Question

Use the relationship $\text{ }\\!\\!\Delta\\!\\!\text{ }{{\text{G}}^{\text{0}}}\text{=-nFE}_{\text{cell}}^{\text{0}}$ to estimate the minimum voltage required to electrolyze $\text{A}{{\text{l}}_{\text{2}}}{{\text{O}}_{\text{3}}}$in the Hall-Heroult process.
$\text{ }\\!\\!\Delta\\!\\!\text{ G}_{\text{f}}^{\text{o}}\text{(A}{{\text{l}}_{\text{2}}}{{\text{O}}_{\text{3}}}\text{)=-1520kJmo}{{\text{l}}^{\text{-1}}}$
$\text{ }\\!\\!\Delta\\!\\!\text{ G}_{\text{f}}^{\text{o}}\text{(C}{{\text{O}}_{\text{2}}}\text{)=-394kJmo}{{\text{l}}^{\text{-1}}}$
The oxidation of the graphite anode to $\text{C}{{\text{O}}_{\text{2}}}$permits the electrolysis to occur at a low voltage then if the electrolysis reactions are,
$\text{A}{{\text{l}}_{\text{2}}}\text{C}{{\text{O}}_{\text{3}}}\to \text{2Al+3}{{\text{O}}_{\text{2}}}$
What is the approximate value of low voltage?
A) 2V
B) 3V
C) 4V

Answer 1

Here graphite which is a form of C is reducing the metal oxide and it acts as the reducing agent.
We are given the value standard Gibbs free energy of formation for aluminium oxide and carbon dioxide.

Complete answer:
So in the question we are asked to determine approximate value of the minimum voltage required to electrolyze $\text{A}{{\text{l}}_{\text{2}}}{{\text{O}}_{\text{3}}}$in the Hall-Heroult process.
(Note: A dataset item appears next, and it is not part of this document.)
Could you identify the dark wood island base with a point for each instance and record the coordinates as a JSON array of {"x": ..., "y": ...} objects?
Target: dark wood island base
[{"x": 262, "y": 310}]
The values for the standard Gibbs free energy of formation value of $\text{A}{{\text{l}}_{\text{2}}}{{\text{O}}_{\text{3}}}$and $\text{C}{{\text{O}}_{\text{2}}}$is also given.
We know that here graphite is used as the anode and it is getting oxidized to$\text{C}{{\text{O}}_{\text{2}}}$.
Inorder to start calculating the value of the minimum voltage required, lets first write the complete chemical reaction happening.
The net chemical reaction for the electrolytic process is,
$3C+2A{{l}_{2}}{{O}_{3}}\to 4Al+3C{{O}_{2}}$
$4A{{l}^{3+}}+12{{e}^{-}}\to 4Al$
The reaction happening in cathode is,
$A{{l}^{3+}}+3{{e}^{-}}\to Al(l)$
Here the positively charged aluminium ion is getting reduced to elemental Al by losing its three electrons.
The reaction happening in anode is,
$C(s)+{{O}^{2-}}\to CO(g)+2{{e}^{-}}$
$C(s)+2{{O}^{2-}}\to C{{O}_{2}}(g)+4{{e}^{-}}$
In the anode C is getting oxidized to Carbon dioxide.
Now from the net reaction given above, determine the number of electrons involved i.e. the value of n.
$4A{{l}^{3+}}+12{{e}^{-}}\to 4Al$
Here $12{{e}^{-}}s$ are involved in the overall reaction to convert $A{{l}^{3+}}$to Al.
Now let’s calculate the Gibbs free energy by substituting the values of the standard Gibbs free energy of formation,
$\Delta {{G}^{0}}=3\Delta G_{f}^{0}(C{{O}_{2}})-2\Delta G_{f}^{0}\left( A{{l}_{2}}{{O}_{3}} \right)$
$\Delta {{G}^{0}}=3(-394)-2\left( -1520 \right)$
$\Delta {{G}^{0}}=-1182+3040=1858kJ$
Hence we got the value for Gibbs free energy, now let’s find the potential value.
We know the relation,$\text{ }\\!\\!\Delta\\!\\!\text{ }{{\text{G}}^{\text{0}}}\text{=-nFE}_{\text{cell}}^{\text{0}}$
And by rearranging this equation for$E_{cell}^{0}$, we get,
$-E_{cell}^{0}=\dfrac{\Delta {{G}^{0}}}{nF}$
F = Faraday constant, value of 1F=96500
Substitute all the values in the above equation and we get,
$-E_{cell}^{0}=\dfrac{1858\times 1000}{12\times 96500}$
$-E_{cell}^{0}=1.60V$

The value is almost approximate to the value 2V, which is Option (A) and the Hall-Heroult processes carried out in low voltage.

Note:
The value of Gibbs free energy is converted to Joules in the final equation, and we should always take care of the conversion done and the signs related to the digits.
We should be thorough with the mathematical operations related to the integers and there are many chances of getting wrong during the mathematical operation carried out between a positive integer and negative integer.